A few days ago I went to the National Portrait Gallery—it felt like I was really taking a bit of a sprint through it. I was finding out what was there permanently to come back to later, and also taking a bit more time with a couple of temporary exhibitions ending very soon—including an exhibition of works from the British National Portrait Gallery. I found myself face-to-face with the John Singer Sargent portrait of Henry James that I’ve seen reproduced so often in my books. It’s always strangely moving when I have those experiences, finding myself suddenly in front of a painting I’ve known but never seen, and didn’t expect to here. In Firenze, it was the Bronzino portrait of Lucretia Panciatichi that James scholars have identified as that which Milly Theale encounters at Matcham. Here it was the master himself. I suppose it would be churlish in this instance to be disappointed that the Bronte portrait wasn’t also in DC—I’ve wanted to see that painting (that’s been through so much…) in person for years.

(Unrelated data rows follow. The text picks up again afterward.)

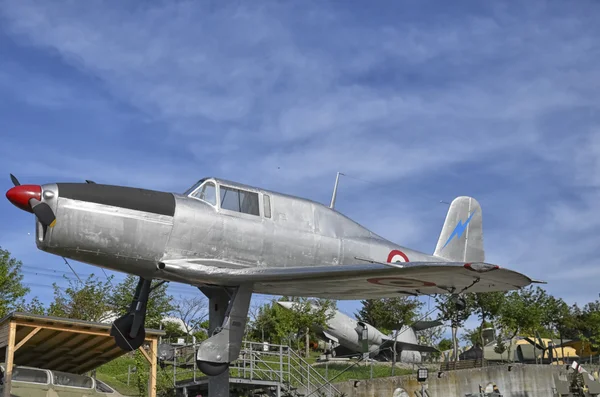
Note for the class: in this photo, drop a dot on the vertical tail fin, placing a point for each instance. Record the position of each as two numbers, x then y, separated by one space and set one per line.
461 239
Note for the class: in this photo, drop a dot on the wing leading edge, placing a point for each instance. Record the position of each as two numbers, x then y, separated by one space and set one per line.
406 346
361 281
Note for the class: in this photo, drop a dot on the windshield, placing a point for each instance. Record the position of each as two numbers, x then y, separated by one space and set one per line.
194 187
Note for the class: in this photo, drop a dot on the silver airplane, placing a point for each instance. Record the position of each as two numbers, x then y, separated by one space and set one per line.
231 240
347 337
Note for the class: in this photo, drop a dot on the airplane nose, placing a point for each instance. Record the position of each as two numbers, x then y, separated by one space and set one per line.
20 196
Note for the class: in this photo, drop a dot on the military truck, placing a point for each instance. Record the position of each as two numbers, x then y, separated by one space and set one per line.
38 382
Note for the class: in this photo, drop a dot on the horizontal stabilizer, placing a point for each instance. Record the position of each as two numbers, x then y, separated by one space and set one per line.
330 337
423 325
405 346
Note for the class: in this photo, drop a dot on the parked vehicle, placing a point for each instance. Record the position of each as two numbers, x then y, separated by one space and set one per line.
38 382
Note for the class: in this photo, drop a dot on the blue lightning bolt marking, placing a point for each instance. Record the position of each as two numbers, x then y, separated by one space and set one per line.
459 229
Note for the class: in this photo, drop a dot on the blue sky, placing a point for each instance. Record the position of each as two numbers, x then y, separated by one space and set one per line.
427 100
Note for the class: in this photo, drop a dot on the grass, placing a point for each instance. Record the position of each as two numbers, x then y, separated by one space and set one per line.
341 372
114 373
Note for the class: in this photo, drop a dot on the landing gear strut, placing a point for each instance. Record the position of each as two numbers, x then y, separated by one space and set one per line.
128 330
459 302
228 311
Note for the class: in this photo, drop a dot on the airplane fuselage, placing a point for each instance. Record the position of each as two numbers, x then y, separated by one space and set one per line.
133 230
343 331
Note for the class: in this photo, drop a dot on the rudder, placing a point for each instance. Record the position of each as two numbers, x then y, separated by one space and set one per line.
461 239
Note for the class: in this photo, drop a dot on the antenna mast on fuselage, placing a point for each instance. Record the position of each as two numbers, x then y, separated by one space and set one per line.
334 195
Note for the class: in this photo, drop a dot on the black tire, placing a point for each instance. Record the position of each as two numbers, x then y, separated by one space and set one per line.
120 331
212 369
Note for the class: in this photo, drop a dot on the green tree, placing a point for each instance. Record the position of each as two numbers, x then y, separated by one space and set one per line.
191 311
83 301
34 306
12 290
474 336
486 306
390 314
172 330
430 336
587 324
450 311
308 313
159 301
445 344
272 323
523 312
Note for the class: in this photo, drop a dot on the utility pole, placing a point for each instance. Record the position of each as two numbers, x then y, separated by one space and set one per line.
334 195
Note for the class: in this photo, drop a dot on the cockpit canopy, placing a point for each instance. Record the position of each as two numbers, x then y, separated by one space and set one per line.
230 197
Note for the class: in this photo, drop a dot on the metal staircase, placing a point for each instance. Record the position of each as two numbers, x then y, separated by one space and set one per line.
270 370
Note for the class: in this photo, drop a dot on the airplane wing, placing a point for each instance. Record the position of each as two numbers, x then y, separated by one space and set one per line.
344 282
330 337
405 346
423 325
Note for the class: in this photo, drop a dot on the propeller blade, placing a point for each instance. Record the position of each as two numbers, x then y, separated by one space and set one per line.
14 180
43 212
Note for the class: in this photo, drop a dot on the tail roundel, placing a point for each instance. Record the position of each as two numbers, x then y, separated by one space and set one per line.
461 239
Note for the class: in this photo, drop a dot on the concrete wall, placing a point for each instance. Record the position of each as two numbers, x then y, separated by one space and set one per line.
521 381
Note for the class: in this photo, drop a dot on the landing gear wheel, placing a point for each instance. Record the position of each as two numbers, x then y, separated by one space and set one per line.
459 302
212 369
121 332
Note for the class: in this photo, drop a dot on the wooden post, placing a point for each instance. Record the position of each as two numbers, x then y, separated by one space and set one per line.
153 355
151 358
10 352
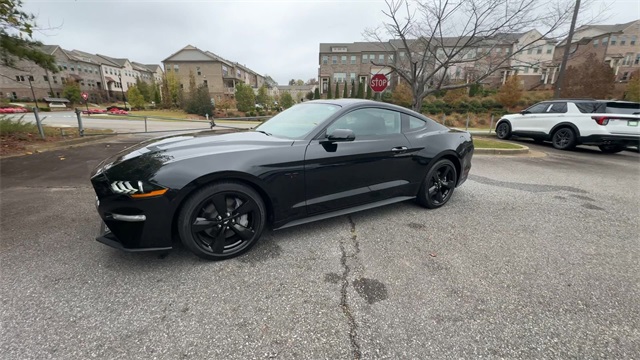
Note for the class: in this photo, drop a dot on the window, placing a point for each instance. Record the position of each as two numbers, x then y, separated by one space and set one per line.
538 108
369 122
415 123
558 108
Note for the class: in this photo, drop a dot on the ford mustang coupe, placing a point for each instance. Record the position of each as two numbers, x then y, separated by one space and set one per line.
217 190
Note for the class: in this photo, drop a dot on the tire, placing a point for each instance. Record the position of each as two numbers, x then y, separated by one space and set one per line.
222 220
611 149
503 131
564 139
439 184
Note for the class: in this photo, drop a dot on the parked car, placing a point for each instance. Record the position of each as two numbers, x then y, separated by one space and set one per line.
610 125
218 190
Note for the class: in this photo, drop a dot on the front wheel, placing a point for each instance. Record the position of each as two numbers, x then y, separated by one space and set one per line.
437 187
611 149
564 139
503 131
222 220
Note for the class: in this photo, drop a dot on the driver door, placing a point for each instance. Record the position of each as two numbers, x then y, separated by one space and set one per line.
370 168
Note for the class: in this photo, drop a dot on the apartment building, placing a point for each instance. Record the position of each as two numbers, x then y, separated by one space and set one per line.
349 62
616 45
219 75
97 75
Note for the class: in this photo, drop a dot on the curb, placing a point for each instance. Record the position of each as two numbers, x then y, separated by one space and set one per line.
38 148
495 151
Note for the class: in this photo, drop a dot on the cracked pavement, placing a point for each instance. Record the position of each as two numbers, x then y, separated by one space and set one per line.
534 257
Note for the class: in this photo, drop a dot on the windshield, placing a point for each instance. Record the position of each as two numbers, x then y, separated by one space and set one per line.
298 121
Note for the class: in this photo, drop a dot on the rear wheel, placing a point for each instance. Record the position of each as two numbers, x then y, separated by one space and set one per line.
564 139
437 187
222 220
611 149
503 131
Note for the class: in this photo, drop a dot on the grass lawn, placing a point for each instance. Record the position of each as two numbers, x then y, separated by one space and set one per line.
493 144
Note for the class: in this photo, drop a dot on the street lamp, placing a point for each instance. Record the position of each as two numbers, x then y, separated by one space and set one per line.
122 88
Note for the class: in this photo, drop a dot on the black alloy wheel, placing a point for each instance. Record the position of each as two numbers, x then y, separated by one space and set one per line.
503 131
564 139
222 220
439 184
611 149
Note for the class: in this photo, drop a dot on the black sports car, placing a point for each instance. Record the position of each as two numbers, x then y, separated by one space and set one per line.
217 190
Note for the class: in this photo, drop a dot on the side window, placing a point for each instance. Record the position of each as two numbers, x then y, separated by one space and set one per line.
415 123
538 108
369 122
558 108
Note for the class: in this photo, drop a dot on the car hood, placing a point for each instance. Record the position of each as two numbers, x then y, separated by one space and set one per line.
184 146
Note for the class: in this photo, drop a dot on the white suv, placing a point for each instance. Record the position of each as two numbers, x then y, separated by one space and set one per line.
611 125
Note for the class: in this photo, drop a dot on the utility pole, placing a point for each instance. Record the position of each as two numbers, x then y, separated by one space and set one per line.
32 92
567 49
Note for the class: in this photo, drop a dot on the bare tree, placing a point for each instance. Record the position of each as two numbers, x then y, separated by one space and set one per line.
433 38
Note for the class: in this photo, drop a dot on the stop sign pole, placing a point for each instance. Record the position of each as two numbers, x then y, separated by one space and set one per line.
378 82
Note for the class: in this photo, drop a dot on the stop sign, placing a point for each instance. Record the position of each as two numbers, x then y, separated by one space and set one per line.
378 82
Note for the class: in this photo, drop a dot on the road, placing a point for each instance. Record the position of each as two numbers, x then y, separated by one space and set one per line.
534 257
68 119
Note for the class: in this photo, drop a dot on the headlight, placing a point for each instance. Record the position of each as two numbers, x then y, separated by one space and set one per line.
136 189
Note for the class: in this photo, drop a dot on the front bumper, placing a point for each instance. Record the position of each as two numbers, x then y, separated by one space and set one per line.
133 224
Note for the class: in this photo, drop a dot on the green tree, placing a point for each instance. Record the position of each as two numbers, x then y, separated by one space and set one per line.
199 102
135 97
509 94
402 95
632 91
71 92
309 95
245 97
286 100
16 38
263 97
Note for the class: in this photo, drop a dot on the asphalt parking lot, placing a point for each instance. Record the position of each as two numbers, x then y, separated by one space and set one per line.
534 257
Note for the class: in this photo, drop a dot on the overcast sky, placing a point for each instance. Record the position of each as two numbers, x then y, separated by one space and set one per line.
279 38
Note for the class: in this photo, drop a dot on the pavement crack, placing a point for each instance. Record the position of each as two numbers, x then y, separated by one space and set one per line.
344 301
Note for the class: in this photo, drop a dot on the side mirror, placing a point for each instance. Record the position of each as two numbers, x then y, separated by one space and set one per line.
341 135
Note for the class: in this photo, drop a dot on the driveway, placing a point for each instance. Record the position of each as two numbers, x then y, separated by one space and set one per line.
534 257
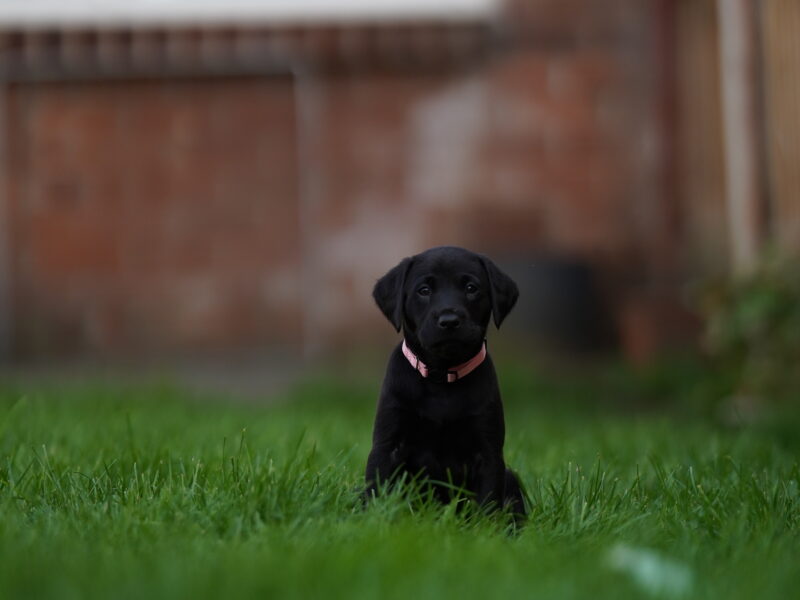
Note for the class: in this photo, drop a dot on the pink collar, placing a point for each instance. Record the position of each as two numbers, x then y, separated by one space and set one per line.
453 374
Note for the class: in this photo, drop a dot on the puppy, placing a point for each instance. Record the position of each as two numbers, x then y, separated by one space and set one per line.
439 415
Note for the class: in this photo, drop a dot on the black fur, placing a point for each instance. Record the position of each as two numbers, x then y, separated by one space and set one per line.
443 300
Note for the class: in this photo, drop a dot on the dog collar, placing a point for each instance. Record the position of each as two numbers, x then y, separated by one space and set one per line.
454 373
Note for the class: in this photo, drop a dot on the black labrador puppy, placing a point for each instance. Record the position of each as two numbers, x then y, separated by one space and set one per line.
439 415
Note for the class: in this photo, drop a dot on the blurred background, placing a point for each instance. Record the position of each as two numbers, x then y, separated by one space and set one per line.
222 182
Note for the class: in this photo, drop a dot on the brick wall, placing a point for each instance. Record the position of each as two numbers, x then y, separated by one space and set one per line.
146 216
172 215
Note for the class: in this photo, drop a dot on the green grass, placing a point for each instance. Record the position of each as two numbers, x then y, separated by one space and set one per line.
144 492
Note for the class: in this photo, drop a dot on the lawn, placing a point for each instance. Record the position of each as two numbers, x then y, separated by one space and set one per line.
148 491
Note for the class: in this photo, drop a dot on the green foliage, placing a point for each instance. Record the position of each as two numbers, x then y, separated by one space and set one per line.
119 492
753 331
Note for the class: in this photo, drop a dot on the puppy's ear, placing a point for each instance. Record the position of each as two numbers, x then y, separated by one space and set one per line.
388 293
502 291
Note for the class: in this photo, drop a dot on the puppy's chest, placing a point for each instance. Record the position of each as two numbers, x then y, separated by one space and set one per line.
449 437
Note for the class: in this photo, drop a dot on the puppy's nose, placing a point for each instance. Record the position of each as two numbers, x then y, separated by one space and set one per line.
449 321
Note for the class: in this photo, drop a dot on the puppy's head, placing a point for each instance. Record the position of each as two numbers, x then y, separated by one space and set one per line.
443 300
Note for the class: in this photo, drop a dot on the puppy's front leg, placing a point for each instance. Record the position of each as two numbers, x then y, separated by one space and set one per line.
382 465
489 477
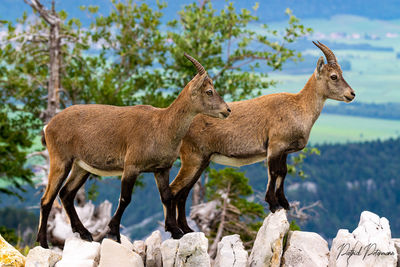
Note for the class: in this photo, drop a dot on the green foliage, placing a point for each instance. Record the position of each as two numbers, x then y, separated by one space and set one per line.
9 235
14 140
18 225
92 192
131 45
293 226
243 216
228 48
295 168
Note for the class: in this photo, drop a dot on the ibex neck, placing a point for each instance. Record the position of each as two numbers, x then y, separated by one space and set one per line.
311 99
178 117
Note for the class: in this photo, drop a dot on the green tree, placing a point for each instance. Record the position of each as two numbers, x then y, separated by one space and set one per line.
14 140
123 70
238 215
230 47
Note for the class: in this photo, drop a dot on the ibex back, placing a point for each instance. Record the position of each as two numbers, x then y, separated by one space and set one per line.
268 127
109 140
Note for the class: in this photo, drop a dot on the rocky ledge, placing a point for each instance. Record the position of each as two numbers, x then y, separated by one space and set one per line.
370 244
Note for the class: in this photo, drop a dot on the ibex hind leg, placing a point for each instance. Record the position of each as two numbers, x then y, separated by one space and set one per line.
127 182
280 193
58 173
162 180
187 177
68 192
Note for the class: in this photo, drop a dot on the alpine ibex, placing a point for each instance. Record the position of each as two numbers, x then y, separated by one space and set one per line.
109 140
268 127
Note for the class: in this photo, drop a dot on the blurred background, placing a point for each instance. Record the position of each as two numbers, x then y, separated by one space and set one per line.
130 52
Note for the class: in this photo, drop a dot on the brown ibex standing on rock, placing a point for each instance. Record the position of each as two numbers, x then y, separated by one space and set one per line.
109 140
268 127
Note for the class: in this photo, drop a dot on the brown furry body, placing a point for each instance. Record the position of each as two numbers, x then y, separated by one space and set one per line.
268 127
109 140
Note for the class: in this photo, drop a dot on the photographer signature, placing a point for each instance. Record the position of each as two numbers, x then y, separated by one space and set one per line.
359 250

I have ventured out to a few farmers’ markets in the past few days—bought locally grown green tomatoes in Wednesday at Rose Park, and today I went to the larger Eastern Market. I plan to go to Dupont tomorrow—once I’ve had a chance to see them all, I can decide which will be the best to shop at.
Last night had a few people over—an impromptu evening where, no-one will be surprised to learn, I fed a few of my “orphans.” Gia, another Australian girl, came around with some cheese and crackers, as I’d bought a bottle of wine at Trader Joe’s earlier. Then Aga, a Polish girl here for a PhD in Economics, arrived and announced she was hungry. I was glad of a chance to get to feel more at home in the kitchen, and as I’ve already made a pesto a few days before, I made ravioli with pesto, cherry tomatoes, eggplant and spinach for us three. Soon after that Maryléne, a French exchange student who’s been staying with me while looking for a place, arrived home and joined in the cheese eating. Finally Sheena and Jeannine showed up as well. It was a nice, though relatively quiet, night. Gia, Aga and Jeannine went onto a party that was starting up at 10.30, while I went to do a little reading and then crashed.